Elle est heureuse en couple. Absolument. Tout est bien dans sa vie actuelle : un boulot simple, une histoire d’amour simple, une routine apaisante. Elle se tournera à droite pour contempler le coucher de soleil, chaque soir différent. Aujourd’hui, il offre une élégance discrète, pas d’explosions exubérantes de rouges et or, juste le ciel marine très foncé décoré de légères banderoles bleu tendre et rose osé. Ce n’est pas mièvre, c’est délicat.

Elle ira au lit avant lui, comme d’habitude. Il la rejoindra peut-être, la touchera peut-être, elle verra.
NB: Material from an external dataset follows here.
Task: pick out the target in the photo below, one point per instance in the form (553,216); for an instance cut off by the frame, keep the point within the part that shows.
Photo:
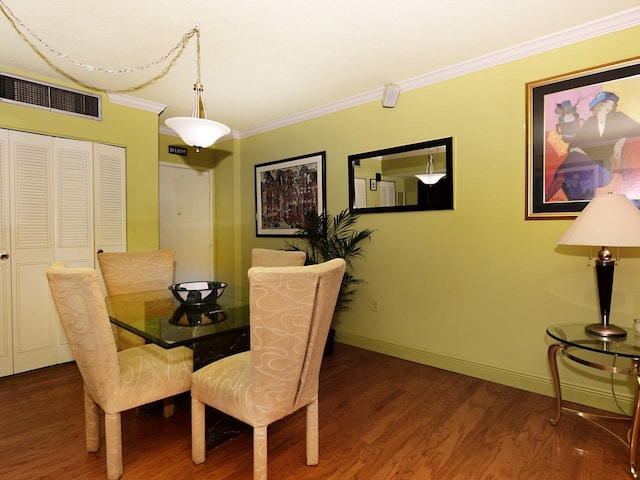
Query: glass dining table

Elle s’étire et pense à demain, le matin chez la pauvre Madame Faure, l’après-midi chez les agités de Gerdin. Elle pense à son prochain pique-nique, elle a envie de se râper des betteraves avec les carottes, elle adore le mélange des deux goûts, y ajouter le jus de citron, l’huile d’olive et l’ail généreux. Elle pense encore à Madame Faure, la pauvre, elle a promis de lui prêter un livre drôle pour la distraire, elle pense au mot « drôle », puis au mot « livre », connaît-elle seulement un livre drôle ? Pourquoi a-t-elle dit une telle ânerie ? Elle s’endort.